Friday night I partied hard in the Lower East Side with my cousins.  The youngest amongst us, Renny, was visiting NYC and celebrating her 22nd birthday so we knew we had to show her a good time.  Consequently I got quite inebriated, so much in fact that at the end of the night it was decided I take a cab home instead of the usual train.  My cousin Kenny (and Renny’s older brother) found a parked cab with his light on (a lit light indicates an available cab) so after giving me a hug goodbye, he and Renny took off down the street.

Immediately the African cabbie started rambling about how he wasn’t available because he was late picking up his wife and it was imperative that he head that way ASAP.  As he was going on his tirade I quickly opened the door and jumped in.  The cabbie was pissed and yelled at me to get out.  After going back and forth, he drove a block before pulling over to the left, turning off the ignition and getting out.  At this point I started getting nervous.

Is he about to open this door and drag me out?  I hope Kenny isn’t too far away…

Instead he headed into a convenience store for a few moments then came back out and continued to argue with me, insisting I exit his cab immediately.  He also let it slip that he wasn’t married and was actually headed to link up with a young tenderoni.  Finally, I agreed to a compromise: I’d get out after he hailed me another cab.  “Alright babe.  Give me a second.  I’m going to take care of you,” he said.  Did he just call me “babe?”  It was only a few moments before I saw a second cab pull up on the right side of ours.   As I exited from the left side of the cab and walked around the back towards the awaiting one, the waiting one abruptly pulled off from it’s parked position, leaving me stranded.

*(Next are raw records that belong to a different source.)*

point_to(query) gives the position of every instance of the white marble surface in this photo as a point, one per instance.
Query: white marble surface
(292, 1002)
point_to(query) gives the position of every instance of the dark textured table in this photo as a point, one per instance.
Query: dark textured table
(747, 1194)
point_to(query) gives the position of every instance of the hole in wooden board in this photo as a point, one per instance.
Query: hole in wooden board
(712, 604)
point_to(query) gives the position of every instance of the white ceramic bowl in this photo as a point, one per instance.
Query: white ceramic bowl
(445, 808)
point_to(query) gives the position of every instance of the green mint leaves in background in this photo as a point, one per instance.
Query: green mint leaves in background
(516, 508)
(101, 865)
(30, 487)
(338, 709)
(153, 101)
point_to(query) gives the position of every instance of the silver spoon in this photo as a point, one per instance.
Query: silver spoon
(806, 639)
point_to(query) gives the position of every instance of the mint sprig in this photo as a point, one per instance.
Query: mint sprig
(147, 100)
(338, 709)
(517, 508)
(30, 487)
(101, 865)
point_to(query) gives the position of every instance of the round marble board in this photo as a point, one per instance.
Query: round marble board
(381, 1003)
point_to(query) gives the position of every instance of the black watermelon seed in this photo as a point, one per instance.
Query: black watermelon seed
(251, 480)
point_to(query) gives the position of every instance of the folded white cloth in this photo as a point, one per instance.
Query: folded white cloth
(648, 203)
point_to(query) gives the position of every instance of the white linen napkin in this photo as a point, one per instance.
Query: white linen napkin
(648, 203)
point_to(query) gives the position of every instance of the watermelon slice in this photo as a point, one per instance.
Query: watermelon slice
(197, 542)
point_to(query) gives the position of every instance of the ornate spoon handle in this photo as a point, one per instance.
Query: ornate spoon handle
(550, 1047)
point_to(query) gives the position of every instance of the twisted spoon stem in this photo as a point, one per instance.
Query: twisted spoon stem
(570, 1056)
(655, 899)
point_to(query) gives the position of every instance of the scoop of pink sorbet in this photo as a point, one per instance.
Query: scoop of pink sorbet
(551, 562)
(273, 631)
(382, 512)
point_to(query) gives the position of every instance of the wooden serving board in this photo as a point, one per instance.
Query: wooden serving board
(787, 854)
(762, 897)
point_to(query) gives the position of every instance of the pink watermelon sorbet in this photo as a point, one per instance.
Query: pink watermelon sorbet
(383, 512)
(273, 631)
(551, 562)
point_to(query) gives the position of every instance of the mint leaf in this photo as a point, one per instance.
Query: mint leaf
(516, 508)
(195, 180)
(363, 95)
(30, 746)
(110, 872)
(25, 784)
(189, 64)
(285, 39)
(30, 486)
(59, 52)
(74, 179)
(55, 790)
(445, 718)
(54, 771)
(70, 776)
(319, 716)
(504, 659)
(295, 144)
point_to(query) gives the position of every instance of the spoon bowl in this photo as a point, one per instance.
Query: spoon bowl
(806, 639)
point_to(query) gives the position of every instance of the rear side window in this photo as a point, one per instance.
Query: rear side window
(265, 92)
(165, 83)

Behind me the African cab driver was rushing to the drivers side of his own cab, ready to hop in and leave me in the middle of the street I’m sure.  I’m not having that.  I beat him to the cab, hopped back in and really refused to get out this time.  The cabbie weighed his options and then completely changed his tone.  What had previously been a rude, loud aggressive cretin had become a sweet, purring apologetic gentleman who offered to let me hold onto his cab keys and not relinquish them until after I was safe and sound in a new cab that he was going to hail for me.

After accepting the keys and tucking them securely away into my coat pocket, I found myself walking in the middle of Delancy St, arm in arm with this cab driver, while whining to him about how hard it is being a Black woman trying to hail a cab and get safely home.  “I know, I know baby.  Don’t you worry.  I’m going to take good care of you,” he repeated over and over again.  He asked for my name and I gave it.

“Okay Ashley, this new cab driver is going to get you home.  Now what’s your number so I can make sure you’re properly taken care of and I can keep in touch with you?”  He asked after a second cab finally pulled over and agreed to take me to Brooklyn.  I laughed to myself as he fumbled with his phone, clumsily hitting the ignore button to the numerous incoming calls (no doubt from the young tenderoni he was extremely late picking up).  After climbing into the waiting cab, I handed him back his car keys and after rambling off a fake number, he proceeded to call me on the spot.  I hurriedly closed the door, rattled off my address to the new cabbie and was off across the Williamsburg Bridge headed back to Brooklyn, leaving that ridiculous African cabbie behind.

2 thoughts on “It Was One of Those Nights…

  1. Seems like African men are very prisistant when it comes to certain things. I giggled a little while I read this, I got nervous for you!

    • Hahaha! Girl they are so persistent! I just gotta hope I don’t ever see him again otherwise there could be a problem. I can almost hear him now, “Hey you girl! Why did you give me a fake number?”